The COVID-19 pandemic has affected almost all countries and territories of the world, and the number of cases is growing. The symptoms of the disease, caused by severe acute respiratory syndrome coronavirus 2 (SARS-CoV-2), are quite similar to the ones that manifest upon infection with other coronaviruses — fever, cough, and fatigue. In severe cases, patients are diagnosed with pneumonia which can result in death. Biologically, SARS-CoV-2 is a close relative of the other two previously known human pathogens, severe acute respiratory syndrome coronavirus (SARS-CoV) and Middle East respiratory syndrome coronavirus (MERS-CoV). A more detailed genetic analysis would allow scientists to understand how SARS-CoV-2 mutates in the population, which may suggest new ways of dealing with the infection. A group of researchers has performed a phylogenetic analysis of 217 sequences of SARS-CoV-2 in Russia to evaluate the pattern of the virus spread in the country. The results have been published in the International Journal of Infectious Diseases.
The analysed viral sequences contained 178 nucleotide mutations, most of which were non-synonymous. At the same time, the mutated amino acids were non-conservative and are likely to affect protein properties. The majority of the substitutions were found in nucleoprotein N of SARS-CoV-2.
The non-conservative substitutions may indicate the adaptation of the virus to new hosts. Certain mutations identified in the study are thought to affect antibody formation and lead to different serological profiles in patients.

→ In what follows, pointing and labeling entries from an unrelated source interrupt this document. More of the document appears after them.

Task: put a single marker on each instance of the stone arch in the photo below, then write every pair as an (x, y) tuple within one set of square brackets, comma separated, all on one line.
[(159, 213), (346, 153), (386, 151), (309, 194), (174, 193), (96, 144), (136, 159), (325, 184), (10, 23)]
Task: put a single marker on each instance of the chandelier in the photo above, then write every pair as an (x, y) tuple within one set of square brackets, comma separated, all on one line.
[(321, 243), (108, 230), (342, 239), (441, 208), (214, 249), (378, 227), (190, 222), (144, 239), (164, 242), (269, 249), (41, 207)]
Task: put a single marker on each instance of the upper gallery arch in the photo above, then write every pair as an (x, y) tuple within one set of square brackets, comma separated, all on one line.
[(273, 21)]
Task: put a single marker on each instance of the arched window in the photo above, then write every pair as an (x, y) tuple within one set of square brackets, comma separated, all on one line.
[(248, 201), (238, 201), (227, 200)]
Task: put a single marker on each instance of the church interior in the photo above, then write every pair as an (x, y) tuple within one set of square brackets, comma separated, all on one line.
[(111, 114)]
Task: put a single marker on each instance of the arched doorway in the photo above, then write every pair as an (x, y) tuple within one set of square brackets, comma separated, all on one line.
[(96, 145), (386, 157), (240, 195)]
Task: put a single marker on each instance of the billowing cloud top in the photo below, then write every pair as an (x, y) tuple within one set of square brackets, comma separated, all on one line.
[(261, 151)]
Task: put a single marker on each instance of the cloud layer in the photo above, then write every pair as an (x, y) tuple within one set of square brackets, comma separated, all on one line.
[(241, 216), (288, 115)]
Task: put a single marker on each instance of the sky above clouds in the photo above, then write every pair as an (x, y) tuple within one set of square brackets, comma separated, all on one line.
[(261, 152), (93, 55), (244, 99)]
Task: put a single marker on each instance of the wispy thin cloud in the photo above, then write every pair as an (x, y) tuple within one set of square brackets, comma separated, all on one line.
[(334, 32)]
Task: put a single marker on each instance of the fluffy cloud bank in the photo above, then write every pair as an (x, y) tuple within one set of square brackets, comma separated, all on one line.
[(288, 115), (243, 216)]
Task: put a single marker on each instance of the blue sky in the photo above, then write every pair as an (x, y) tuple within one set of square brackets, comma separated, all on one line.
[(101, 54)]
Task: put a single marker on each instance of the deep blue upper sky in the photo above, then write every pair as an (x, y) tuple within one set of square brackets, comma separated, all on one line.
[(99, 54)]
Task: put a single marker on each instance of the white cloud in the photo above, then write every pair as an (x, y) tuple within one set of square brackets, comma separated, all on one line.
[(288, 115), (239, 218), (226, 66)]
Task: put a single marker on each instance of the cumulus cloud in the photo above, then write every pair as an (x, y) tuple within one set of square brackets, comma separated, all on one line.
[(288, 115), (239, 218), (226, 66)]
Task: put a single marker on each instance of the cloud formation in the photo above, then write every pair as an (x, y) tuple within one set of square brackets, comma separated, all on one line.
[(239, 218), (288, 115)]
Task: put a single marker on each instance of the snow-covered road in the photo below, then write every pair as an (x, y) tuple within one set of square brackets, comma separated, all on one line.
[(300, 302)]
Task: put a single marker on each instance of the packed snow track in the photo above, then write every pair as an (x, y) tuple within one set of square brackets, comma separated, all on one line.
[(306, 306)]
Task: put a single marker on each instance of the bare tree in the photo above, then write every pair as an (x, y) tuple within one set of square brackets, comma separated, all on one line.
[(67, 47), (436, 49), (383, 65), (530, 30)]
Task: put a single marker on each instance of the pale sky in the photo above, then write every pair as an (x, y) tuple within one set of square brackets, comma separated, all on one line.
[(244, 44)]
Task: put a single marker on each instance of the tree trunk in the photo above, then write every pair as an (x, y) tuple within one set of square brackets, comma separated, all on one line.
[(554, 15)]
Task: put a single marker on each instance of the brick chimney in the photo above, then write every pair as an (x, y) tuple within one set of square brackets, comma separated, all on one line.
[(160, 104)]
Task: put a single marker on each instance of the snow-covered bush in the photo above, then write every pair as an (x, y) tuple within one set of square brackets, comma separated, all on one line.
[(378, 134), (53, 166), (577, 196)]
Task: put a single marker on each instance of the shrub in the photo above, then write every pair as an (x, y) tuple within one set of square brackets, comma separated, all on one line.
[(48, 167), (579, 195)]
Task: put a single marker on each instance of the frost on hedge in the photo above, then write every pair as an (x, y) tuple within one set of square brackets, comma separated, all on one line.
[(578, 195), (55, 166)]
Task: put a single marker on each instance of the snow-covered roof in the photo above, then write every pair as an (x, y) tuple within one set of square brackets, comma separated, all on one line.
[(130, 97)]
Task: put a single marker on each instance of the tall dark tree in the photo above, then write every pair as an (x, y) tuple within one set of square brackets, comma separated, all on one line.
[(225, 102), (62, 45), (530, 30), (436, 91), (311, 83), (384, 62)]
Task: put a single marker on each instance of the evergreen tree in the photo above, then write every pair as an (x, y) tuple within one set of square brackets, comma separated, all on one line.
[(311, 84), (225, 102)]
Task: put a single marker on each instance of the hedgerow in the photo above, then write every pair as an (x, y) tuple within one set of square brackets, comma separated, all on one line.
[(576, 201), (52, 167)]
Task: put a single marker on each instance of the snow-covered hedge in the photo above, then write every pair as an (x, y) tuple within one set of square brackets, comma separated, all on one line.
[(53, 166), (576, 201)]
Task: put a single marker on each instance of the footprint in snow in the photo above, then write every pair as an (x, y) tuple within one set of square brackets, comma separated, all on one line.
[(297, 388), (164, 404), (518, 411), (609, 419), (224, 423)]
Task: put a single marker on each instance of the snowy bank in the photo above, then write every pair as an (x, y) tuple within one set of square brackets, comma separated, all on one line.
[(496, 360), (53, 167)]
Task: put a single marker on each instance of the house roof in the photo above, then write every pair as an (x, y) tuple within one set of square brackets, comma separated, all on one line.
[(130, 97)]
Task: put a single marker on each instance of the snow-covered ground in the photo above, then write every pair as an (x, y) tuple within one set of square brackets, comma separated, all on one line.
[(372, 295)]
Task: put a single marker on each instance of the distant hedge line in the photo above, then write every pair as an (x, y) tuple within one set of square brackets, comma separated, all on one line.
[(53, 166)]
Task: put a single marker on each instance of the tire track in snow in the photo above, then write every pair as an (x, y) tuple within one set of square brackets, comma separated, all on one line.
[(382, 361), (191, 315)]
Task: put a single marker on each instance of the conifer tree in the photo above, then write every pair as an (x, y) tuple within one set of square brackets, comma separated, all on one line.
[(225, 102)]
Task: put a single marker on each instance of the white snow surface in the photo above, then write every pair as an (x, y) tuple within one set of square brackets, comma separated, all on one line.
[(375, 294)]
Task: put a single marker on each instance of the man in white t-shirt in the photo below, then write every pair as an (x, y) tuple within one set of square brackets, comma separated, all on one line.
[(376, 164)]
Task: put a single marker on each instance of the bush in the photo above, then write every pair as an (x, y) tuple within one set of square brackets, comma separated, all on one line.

Phylogenetic comparison has shown that most of the Russian sequences were related to the European ones. However, no signs of direct transmission from China were found. The authors of the study suggest that the coronavirus has undergone internal circulation in Russia, originating from the following chain of transmissions: China → UK → USA → Krasnodar Krai (Russia) → Orenburg Oblast (Russia). Since many of the sequences were obtained from Saint Petersburg, it was also possible to detect mutations accumulated during the circulation of the virus in the city.
The authors conclude that further research is required to improve the understanding of the molecular epidemiology of SARS-CoV-2. In particular, very little evidence was available from Siberia and Russia’s Far East, so the information about the mutations is largely based on the data from the European part of the country.
The study was carried out by Sechenov University, Chumakov Federal Scientific Centre for Research and Development of Immune and Biological Products (Russian Academy of Sciences, Moscow), Municipal Clinical Hospital No. 40 (Department of Healthcare of Moscow), and National Research Centre ‘Kurchatov Institute’ (Moscow).